Here’s the completed brick-and-mortar wall in perspective, clearing your lines of work. It looks very ‘basic’ at this stage, primarily since I draw too heavily, so scan properly. To make a neat drawing, I usually want to remove the construction so that it is almost visible, giving a cleaner finish – or work in a looser and more orderly way to provide the drawing with more lots of energy. That’s my preferred way of working. To add interest, you can add hatching, or if you draw it in pencil, raise any graphite with an eraser and add some flexibility, breaking up lines and adding patches of detail and damage.

Hatched and Shaded Bricks in Perspective

Pencil shading and hatching can be controlled or relaxed to create an effective brick texture. In this example, I used the drawn grid as a guide, placed it under the drawing paper, and framed it with bricks. I allow the tonal and direction values to vary to create the effect of different brick colors and tones.

If you enjoy brick patterns and textures, you can check out the beautiful architecture of Mark Twain House. It would be an excellent sketching subject!

Informal or Cartoon Ink Brick Wall

Another draw a Brick Wall in perspective: Here is a simplistic cartoon or casual version. Apply the same fundamental linear approach we previously looked at, but in a more accurate line, dropping some blanks and adding some sharp hatching to recommend different brick textures.

Stippling Brick Textures

Stippling works well on both large and small scales. These samples are drawn with a tangible marker mark that gives an irregular mark. Use a metal-tipped pen for a more authentic effect. With stippled textures, you create the illusion of tone or shading by making lots of dots, like an old-fashioned newspaper, with lots of close bubbles giving a dark tone and scattered dots that provide a lighter tone. You can control the look by using a step back and looking at your drawing at a sparse distance.
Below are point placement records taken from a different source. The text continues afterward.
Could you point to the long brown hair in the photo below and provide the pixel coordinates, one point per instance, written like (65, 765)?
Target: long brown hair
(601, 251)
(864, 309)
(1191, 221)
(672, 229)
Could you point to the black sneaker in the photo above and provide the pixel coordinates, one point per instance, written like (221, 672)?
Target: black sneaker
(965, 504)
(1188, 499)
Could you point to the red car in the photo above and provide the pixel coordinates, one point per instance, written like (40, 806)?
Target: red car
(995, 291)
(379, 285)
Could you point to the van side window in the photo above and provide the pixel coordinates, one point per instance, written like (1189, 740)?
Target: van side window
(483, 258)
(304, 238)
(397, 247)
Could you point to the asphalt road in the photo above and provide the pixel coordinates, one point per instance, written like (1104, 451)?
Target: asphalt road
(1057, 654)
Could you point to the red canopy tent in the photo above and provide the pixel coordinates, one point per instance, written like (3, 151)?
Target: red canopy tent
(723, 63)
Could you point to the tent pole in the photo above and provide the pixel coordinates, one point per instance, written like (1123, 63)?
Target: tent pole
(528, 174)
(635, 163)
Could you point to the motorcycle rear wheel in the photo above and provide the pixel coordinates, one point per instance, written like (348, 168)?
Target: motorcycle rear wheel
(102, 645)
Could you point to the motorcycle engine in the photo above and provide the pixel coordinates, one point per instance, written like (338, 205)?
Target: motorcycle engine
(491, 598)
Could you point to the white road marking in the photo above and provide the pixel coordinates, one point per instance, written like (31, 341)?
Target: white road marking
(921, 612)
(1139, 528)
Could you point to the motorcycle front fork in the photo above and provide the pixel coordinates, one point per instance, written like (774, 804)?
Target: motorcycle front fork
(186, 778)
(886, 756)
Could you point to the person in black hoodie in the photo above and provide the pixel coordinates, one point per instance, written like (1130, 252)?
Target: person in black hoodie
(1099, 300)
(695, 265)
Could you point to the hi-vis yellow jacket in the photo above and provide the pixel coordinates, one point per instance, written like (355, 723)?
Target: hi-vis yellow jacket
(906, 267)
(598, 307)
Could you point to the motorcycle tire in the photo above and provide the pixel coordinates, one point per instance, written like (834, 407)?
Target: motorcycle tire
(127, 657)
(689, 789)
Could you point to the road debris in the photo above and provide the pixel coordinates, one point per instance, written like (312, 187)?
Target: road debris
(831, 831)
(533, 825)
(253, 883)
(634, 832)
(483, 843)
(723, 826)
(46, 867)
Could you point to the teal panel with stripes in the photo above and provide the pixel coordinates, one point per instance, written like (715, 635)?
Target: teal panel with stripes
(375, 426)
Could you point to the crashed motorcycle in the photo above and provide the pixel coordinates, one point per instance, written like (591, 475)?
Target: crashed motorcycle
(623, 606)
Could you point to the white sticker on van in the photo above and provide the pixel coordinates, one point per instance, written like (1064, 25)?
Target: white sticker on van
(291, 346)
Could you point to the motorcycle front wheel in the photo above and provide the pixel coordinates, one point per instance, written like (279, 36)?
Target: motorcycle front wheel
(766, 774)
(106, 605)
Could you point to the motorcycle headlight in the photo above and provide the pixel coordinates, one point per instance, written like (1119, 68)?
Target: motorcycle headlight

In general, a random pattern is best, so move your hand around in a somewhat unexpected way, returning to the same place to form groups of resembling dots for darkened tones. Retaining the pen perpendicular gives you a correct round bubble.

Trying to make the ‘dots’ of the dots and using a diagonal pen can result in a pointed look, with a visible banding that makes it look like there are ridges on its surface.